Hypothesis / aims of study
The aim of this case series was to evaluate the effectiveness of Magnetic Resonance Imaging (MRI) in diagnosing and managing non-traumatic obliterative urethral strictures, particularly in complex cases where traditional methods such as retrograde urethrography (RUG) may be limited. This study emphasizes the utility of MRI in visualizing the urethral lumen and surrounding tissues, aiding in the preoperative assessment and guiding surgical interventions. MRI’s potential for providing detailed anatomical information, particularly in evaluating periurethral tissues and spongiofibrosis, is highlighted as a key factor for improving surgical outcomes and patient management.
Study design, materials and methods
The case series involved three male patients, aged 58 to 63 years, who had non-traumatic obliterative urethral strictures and were managed using MRI for preoperative evaluation. MRI was performed according to the “Joshi protocol,” which involves the use of an alpha-blocker to ensure adequate bladder neck opening, followed by sterile saline injection through a cystostomy (if present) and lignocaine gel for urethral administration. This technique has been shown to provide more accurate depictions of the urethral gap compared to conventional urethrography. All patients gave informed consent for their data to be used. MRI sequences included T2-weighted and post-contrast T1-weighted images to assess the urethral and periurethral anatomy, including spongiofibrosis and fibrosis-related changes.
Results
Three cases were presented, each demonstrating a distinct management approach:
1. Case 1: A 62-year-old male with recurrent urethral strictures after-coronary bypass surgery and internal urethrotomy. MRI revealed complete occlusion of the distal prostatic urethra and partial stenosis in the proximal bulbous urethra. Anastomotic urethroplasty was successfully performed, excising a 2 cm fibrotic segment.

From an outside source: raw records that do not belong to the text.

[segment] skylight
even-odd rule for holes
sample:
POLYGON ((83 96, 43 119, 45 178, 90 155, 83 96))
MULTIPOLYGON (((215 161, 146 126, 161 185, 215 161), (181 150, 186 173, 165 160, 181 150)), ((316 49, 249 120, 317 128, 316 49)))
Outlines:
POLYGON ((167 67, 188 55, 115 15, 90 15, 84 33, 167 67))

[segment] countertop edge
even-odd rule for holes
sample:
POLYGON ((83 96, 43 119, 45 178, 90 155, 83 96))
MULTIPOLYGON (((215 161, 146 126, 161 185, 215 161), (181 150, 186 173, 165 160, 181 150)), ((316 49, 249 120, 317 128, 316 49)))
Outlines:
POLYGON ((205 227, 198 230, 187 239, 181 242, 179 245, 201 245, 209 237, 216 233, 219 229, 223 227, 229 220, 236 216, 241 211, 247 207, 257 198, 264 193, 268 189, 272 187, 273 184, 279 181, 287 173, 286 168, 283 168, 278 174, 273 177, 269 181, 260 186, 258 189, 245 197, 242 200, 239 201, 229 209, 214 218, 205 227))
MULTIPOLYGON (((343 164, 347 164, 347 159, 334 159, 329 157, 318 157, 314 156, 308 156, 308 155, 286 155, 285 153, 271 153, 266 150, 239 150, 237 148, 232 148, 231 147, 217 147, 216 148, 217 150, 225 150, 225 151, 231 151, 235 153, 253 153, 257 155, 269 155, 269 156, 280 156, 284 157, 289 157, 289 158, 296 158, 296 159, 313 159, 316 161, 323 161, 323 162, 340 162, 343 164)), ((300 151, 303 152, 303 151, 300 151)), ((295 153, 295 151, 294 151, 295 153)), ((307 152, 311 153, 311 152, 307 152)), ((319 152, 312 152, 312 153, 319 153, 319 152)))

2. Case 2: A 63-year-old male post-liver transplant with a recurrent obliterative urethral stricture. MRI and retrograde urethrography confirmed a 2.5 cm stricture in the bulbous urethra, leading to an end-to-end anastomotic urethroplasty after excision of the stricture.
3. Case 3: A 58-year-old male with a complex stricture, thought to be post-traumatic, was diagnosed with a non-traumatic obliterative stricture. MRI identified a 7 mm stenotic segment in the distal penile urethra. Urethroplasty was performed, addressing the complex stricture with an appropriate surgical approach.
Each case illustrated the ability of MRI to provide critical preoperative information, enabling more precise surgical planning and a tailored approach for each patient.
Interpretation of results
The results emphasize the role of MRI in providing detailed and reliable anatomical information for complex non-traumatic obliterative urethral strictures. In each case, MRI effectively identified the location, length, and extent of the strictures, which were critical in planning the surgical approach. MRI was particularly useful in detecting fibrosis and soft tissue involvement that might not have been fully visible with traditional methods like retrograde urethrography. Moreover, MRI was essential in guiding surgeons to perform appropriate urethroplasty techniques, such as end-to-end anastomotic repairs, thus improving surgical outcomes.
MRI also demonstrated its superior soft tissue resolution compared to other imaging methods, highlighting its potential for better evaluating spongiofibrosis and periurethral tissues, which are cruical in urethral stricture management. The ability to assess the urethra without radiation exposure was another significant advantage, especially in patients requiring multiple imaging studies.